I feel like shit. My mood plummeted. Really quickly.
I feel low, so so low.
Suicidal, impulsive, scared I might do something irrational.
Its hard to think. Its hard to put it into words.
I feel like shit and I feel like a failure. I can do nothing right.
its late. and i’ve been thinking. and i hate when i start to think, because my mind starts going in a lot of directions. i start going to dark places, thinking dark thoughts.
tonight i’ve been thinking about all the suicide attempts I’ve had in the past. and how none of them ever worked. then i start to wonder, why? was there a reason? was I just lucky?
sometimes I am glad they never worked. on my good days I am so glad. but on my bad days I just want an end to the pain, no matter what I have to do to achieve it.
its hard living with anxiety and depression, its hard to go through each day faking happiness. smiling when inside your actually dying.
some nights here nitro is my reason for holding on. i love him and i would never ever want him to be left all alone. he wouldnt understand, and so i bring him to me and we cuddle and i snuggle into his soft fur and will myself to hold on for just another day.
so for this question its a little more serious.

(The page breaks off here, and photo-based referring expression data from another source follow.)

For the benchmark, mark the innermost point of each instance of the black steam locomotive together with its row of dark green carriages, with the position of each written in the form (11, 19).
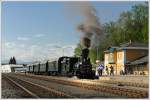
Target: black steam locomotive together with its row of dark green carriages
(65, 66)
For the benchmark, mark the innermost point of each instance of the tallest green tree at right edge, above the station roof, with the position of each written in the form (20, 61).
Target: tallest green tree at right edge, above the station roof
(134, 23)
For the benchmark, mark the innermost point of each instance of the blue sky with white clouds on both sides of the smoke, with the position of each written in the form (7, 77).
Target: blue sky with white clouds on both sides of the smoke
(39, 31)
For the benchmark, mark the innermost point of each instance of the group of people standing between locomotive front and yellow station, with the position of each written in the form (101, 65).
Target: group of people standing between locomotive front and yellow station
(101, 68)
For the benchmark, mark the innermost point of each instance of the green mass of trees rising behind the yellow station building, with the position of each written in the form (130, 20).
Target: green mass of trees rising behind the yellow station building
(131, 25)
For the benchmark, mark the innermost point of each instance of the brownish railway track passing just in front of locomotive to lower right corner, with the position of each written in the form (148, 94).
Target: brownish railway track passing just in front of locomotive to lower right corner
(121, 91)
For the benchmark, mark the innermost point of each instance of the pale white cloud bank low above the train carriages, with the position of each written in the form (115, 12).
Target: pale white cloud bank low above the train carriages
(28, 53)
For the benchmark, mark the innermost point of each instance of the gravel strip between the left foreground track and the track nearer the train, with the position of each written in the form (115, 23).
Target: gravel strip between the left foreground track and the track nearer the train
(72, 90)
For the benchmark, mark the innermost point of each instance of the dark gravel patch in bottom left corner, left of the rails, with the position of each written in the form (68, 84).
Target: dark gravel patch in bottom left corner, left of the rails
(10, 90)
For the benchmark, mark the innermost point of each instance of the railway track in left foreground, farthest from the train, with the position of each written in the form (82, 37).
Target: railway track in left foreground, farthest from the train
(36, 90)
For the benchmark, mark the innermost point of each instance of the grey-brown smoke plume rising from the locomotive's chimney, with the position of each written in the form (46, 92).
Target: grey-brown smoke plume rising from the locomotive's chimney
(90, 27)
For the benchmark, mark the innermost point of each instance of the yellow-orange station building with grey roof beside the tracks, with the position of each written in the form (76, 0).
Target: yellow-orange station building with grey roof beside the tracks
(129, 58)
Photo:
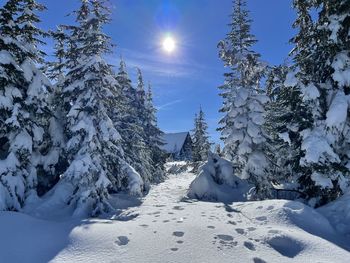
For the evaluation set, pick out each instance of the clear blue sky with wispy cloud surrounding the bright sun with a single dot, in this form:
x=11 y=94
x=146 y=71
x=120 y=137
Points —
x=190 y=76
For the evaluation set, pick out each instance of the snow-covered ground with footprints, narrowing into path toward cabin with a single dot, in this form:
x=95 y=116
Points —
x=166 y=227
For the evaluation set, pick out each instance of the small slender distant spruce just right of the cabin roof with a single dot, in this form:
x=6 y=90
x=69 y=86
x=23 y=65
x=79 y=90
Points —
x=200 y=138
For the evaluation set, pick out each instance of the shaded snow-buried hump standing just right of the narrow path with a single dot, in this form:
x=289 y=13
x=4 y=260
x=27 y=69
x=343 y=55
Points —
x=216 y=182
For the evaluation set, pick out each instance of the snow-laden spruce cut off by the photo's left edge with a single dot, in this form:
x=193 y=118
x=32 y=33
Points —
x=26 y=146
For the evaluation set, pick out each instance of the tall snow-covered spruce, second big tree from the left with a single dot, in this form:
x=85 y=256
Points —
x=93 y=148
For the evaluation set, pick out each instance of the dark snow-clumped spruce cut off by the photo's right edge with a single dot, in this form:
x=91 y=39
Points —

what would you say your worst symptom is that you struggle with, mine is anxiety and ptsd stuff.
do you think enough is being done to combat the stigma of mental illness, or would you like to see more done, if so, what could or should be done to combat stigma?
i did what eileen suggested, i got up and i went out of the house. i went to the basement club. i am here now. its quiet here not many members are in yet because its early. today is their open day, they have an open day once a month where anyone can come in and view the place get information etc. i’m happy i came out. i didnt realise how much i’d missed the place. it was actually my mom who convinced me to go. she called me and i was still in my PJ’s and she said to me that I should get out of the house. I think she was worried about me isolating. I had a bad night with flashbacks and emotions coming up and I just felt like crap. I didnt stay awake after I wrote the blog post at 2 AM I went back to bed and I was able to go back to sleep so that was good. I plan on staying at the basement club for the entire day today. Until about 4 PM. Then my friend Norma is coming over tonight to my house for a few hours. I think Eileen will be proud of me. I am taking care of myself. I am looking after my mental health. That is what she told me to do. Stay well, make sure I keep myself well.
its 2:30 AM. I dont feel safe. I feel like I could do something impulsive to end things. suicidal thoughts are invading my mind.
I hate that. I hate when it happens.
Death is all I can think about. I’m in a very dark place.
I just cant see a reason to keep on going.
everything feels black and awful. i feel like i am drowning.
i’m just not safe.
thoughts blurr, mind spins, do it, dont, distract, react, oh god someone anyone help me.
all i seem to do is survive. when can i start to thrive? when can i be done with just surviving? when will the war be over? my therapist says its already over. i dont feel it though. i still feel the need to be in survival mode. peace doesnt seem real to me, it doesnt seem like i have the option of freedom or peace. my world is full of triggers, my senses are constantly on high alert. there are trigger dates around every corner, pulling me backwards into the past. so how then am i supposed to thrive, when i have to try to survive these triggers? just some ponderings, not sure i’ll ever find the ansers.